Peak price was the anchor. Selling below it felt like admitting a mistake. Opportunity cost accumulated quietly while they waited for it to return to a number that no longer mattered.
Would You Buy It Today?
Would you buy this today at current price?
Not compared to what you paid. Not compared to peak price. Not compared to what your neighbor sold for. Would you buy this today with what you know now at the price it trades at right now?
What I observe is that when the answer is no, holding usually reflects anchoring, not conviction. When the answer is yes and you already sold, the anchor kept you out.
The past price is information about what you did then. It is not information about what you should do now.
My friend kept comparing $40 to $8. The comparison was automatic. His brain did it without asking permission. He watched the stock triple after that.
He is not stupid. He is human. Anchoring works on everyone. Psychologists Daniel Kahneman and Amos Tversky studied how people make decisions under uncertainty. Kahneman won the Nobel Prize for this work. They proved anchoring works even when people know the anchor is random. The first number pulls judgment toward itself.
If random numbers can anchor judgment, imagine what purchase prices do.
Notice It
We cannot eliminate anchoring. But we can notice it.
When we feel resistance to a price, ask what number am I comparing this to. Our cost basis is not relevant to whether we should hold today. Our neighbor’s sale price is not relevant to whether we should buy today. Peak price from last year is not relevant to whether we should sell today.
Name the anchor. Check whether it matters. Usually it does not.
Then ask the reset question. If we did not own this, would we buy it today at current price? If we would not buy it, we should not hold it. The anchor is telling us to hold. The analysis is telling us to sell. Follow the analysis.

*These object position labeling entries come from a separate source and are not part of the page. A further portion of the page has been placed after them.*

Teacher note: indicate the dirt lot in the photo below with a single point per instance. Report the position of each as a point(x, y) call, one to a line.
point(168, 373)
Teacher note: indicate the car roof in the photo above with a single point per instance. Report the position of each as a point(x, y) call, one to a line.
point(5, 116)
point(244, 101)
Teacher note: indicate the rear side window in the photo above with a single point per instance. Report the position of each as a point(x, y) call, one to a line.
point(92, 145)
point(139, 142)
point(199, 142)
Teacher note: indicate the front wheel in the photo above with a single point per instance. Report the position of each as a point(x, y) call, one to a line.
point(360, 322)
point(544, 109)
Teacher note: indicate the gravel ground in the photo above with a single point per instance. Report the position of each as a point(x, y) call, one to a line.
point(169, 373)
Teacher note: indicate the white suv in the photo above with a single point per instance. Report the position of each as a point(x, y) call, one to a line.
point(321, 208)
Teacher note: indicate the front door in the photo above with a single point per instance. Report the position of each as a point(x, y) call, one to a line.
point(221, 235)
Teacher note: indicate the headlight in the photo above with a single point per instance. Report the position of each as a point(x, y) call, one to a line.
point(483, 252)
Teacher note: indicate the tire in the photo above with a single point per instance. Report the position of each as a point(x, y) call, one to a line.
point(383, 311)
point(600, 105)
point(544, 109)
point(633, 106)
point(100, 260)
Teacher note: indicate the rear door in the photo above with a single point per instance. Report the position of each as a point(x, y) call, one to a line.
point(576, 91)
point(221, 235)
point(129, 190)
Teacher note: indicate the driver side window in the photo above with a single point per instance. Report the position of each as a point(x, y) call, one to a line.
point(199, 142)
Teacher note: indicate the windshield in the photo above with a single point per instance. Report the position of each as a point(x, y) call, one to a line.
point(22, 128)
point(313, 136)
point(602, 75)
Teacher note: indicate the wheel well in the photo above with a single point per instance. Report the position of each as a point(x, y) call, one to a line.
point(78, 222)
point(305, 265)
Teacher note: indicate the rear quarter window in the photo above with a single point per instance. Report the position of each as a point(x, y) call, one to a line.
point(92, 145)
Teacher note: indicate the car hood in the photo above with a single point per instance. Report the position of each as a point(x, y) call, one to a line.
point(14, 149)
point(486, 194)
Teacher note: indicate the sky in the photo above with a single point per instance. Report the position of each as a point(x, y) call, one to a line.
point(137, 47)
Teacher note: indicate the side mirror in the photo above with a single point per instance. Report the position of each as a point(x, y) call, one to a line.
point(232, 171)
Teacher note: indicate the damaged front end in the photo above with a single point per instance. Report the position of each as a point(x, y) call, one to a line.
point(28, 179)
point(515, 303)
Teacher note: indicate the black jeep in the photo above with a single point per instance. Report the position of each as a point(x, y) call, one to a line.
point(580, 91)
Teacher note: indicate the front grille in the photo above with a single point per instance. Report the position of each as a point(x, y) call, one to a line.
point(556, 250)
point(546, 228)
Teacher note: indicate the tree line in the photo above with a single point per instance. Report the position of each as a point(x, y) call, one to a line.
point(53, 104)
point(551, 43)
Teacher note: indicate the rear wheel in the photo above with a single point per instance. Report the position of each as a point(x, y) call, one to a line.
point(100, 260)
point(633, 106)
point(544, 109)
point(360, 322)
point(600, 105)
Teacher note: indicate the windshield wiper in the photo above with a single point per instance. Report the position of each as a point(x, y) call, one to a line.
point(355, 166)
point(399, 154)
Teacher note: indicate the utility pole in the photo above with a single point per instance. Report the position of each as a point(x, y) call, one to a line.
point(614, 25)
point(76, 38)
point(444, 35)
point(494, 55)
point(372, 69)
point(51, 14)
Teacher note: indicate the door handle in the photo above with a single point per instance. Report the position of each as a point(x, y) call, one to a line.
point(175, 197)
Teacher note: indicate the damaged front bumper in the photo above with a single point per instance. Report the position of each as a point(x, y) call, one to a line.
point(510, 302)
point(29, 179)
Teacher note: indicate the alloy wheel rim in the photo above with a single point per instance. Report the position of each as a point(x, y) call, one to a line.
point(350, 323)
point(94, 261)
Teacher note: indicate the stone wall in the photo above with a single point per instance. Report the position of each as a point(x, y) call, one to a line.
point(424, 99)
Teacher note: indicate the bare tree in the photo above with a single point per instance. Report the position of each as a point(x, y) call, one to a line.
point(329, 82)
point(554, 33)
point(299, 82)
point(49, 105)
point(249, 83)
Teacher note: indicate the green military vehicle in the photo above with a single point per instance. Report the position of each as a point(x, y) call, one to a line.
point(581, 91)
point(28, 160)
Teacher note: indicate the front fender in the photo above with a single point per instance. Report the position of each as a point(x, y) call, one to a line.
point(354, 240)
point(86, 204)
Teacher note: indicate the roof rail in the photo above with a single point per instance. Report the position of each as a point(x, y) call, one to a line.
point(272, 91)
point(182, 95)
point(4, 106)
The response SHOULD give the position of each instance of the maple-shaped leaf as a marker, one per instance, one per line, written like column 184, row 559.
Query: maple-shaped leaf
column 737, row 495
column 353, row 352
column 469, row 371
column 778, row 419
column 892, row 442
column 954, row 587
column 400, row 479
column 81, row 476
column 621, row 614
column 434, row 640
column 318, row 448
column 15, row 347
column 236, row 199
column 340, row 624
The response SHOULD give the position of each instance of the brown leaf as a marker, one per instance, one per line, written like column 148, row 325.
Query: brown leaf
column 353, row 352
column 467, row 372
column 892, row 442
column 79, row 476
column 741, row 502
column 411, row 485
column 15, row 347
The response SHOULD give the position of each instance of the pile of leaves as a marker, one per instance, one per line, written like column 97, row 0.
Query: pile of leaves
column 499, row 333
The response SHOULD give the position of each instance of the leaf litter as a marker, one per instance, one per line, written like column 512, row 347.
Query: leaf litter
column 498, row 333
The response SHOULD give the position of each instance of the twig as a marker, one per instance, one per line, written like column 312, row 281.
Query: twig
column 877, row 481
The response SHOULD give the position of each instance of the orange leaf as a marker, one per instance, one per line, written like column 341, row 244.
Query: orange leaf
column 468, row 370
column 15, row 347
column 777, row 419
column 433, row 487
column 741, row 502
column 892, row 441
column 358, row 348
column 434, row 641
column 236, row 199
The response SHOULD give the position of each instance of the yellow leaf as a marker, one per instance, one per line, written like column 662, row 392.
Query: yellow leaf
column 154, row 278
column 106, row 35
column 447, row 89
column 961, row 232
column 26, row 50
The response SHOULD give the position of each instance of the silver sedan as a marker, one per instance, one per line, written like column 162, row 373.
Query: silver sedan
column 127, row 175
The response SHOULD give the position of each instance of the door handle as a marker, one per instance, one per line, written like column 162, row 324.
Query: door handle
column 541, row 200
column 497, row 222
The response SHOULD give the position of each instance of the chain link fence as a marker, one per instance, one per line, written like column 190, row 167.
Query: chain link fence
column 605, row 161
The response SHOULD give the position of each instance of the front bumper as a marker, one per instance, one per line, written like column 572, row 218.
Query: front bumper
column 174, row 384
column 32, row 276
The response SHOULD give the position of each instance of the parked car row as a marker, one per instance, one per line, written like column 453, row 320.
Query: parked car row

Look at your portfolio. For losers, ask would I buy this today? For winners you sold, ask where are they now? If you sold winners too early and held losers too long, anchoring is running your portfolio.
When the HDB market slows, people say it is frozen. It is not. When we refuse to sell below our entry price, the market is not frozen. We are.
The stock does not know what we paid. The flat does not know what the seller bought it for. The market does not care about our anchor. Only we do.
The first step is recognizing which number in our head is doing the anchoring. The second step is deciding whether that number should matter at all.
Most of the time, it should not.
Disclaimer: This article is for educational purposes only and does not constitute financial advice. Please consult a qualified professional before making investment decisions.